Сочинитель молчит, хотя в глазах его, светло-карих, с тигриной желтизной, вспыхивает что-то вроде насмешки: он попросту не признает над собой никаких, признаваемых всеми остальными, авторитетов. Он – сам по себе.
– Я не советую тебе слишком этим увлекаться, – примирительно заключает Женя, – не создавай себе проблемы! Будь проще, живи сегодняшним днем! Наслаждайся!
– Вот как? – хмуро отзывается сочинитель, – А если я этого не хочу? Если это не для меня?
– Тогда тебе везде укажут на дверь. Понял?
– Что из того… – сердито бормочет сочинитель.
– А ты с характером, – наполнив оба бокала, Женя выжидающе на него смотрит, – ты лезешь в большую игру… Вот ты публично, перед всеми, заявляешь, что этот, как его, Ариман воспитал для своих глобальных целей свой избранный народ, так? И как он этих избранных воспитал? Он поставил их всех раком. Сделал из них, и раньше ничтожных и подлых, еще более подлых и ничтожных, привив им безграничную ненависть ко всем остальным. Но зато… – Женя удовлетворенно усмехается, – зато по уму они превосходят остальных, и все, какие есть в мире изобретатели и философы, врачи и поэты, все это – они!

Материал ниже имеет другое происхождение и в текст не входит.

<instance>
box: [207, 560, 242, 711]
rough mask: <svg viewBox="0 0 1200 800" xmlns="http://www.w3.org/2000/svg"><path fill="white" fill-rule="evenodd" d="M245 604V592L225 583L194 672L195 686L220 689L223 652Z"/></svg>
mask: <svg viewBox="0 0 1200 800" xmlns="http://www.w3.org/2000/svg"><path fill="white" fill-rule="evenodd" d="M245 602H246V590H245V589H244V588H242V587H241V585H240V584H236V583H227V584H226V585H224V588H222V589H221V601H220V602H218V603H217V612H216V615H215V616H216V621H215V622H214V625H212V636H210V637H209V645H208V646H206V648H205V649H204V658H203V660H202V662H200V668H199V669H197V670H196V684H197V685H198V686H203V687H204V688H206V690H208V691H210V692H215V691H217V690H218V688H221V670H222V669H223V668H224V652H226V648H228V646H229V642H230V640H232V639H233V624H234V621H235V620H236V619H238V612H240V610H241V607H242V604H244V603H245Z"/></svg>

Я ведь и сам принадлежу к их числу, – совсем уже размякнув, сознается Женя, – хотя об этом знают лишь те, кому положено знать. Но ты… – Женя дохнул на сочинителя сладким перегаром, – ты совсем другой, и ты не с нами… и я восхищаюсь тобой, я, можно сказать, влюблен…
Уронив руку сочинителю на колено, Женя внезапно замолкает, будто его оглушила вдруг неотложность какой-то хитрой затеи, и рука его ползет прямо к прикрытой свитером молнии, ложится на нее неуклюжим, требовательным грузом… Изумленно уставившись на Женю, сочинитель готов уже отодвинуться вместе со стулом в сторону, да просто дать деру… но он продолжает смотреть Жене в лицо, хладнокровно констатируя внезапную бледность и капли пота на лбу, и экстатический прищур глаз, и размяклость полуоткрытых губ… Он должен все это увидеть, должен понять. Он сам теперь лед, камень, вакуум, пустое на этом стуле место, и это не к нему под свитер лезет чья-то рука…
– Пошел прочь, Сатана!
Через пару дней сочинителя вызывает к себе Школьник, директор музучилища. Приходится тащить с собой в кабинет виолончель, прямо с репетиции оркестра, и сочинитель все еще несется вместе с Вивальди в снежном вихре зимы, упраздняющей остальные времена года. Обычно Школьник никого, кроме жены своего заместителя, к себе в кабинет не вызывает, и сочинитель пытается поэтому вспомнить, что такого выдающегося он за четыре музучилищных года натворил. Увы, ничего, разве что научился заклеивать на инструменте трещины и менять колки… И вот наконец, с громоздким футляром, он вваливается в директорский кабинет.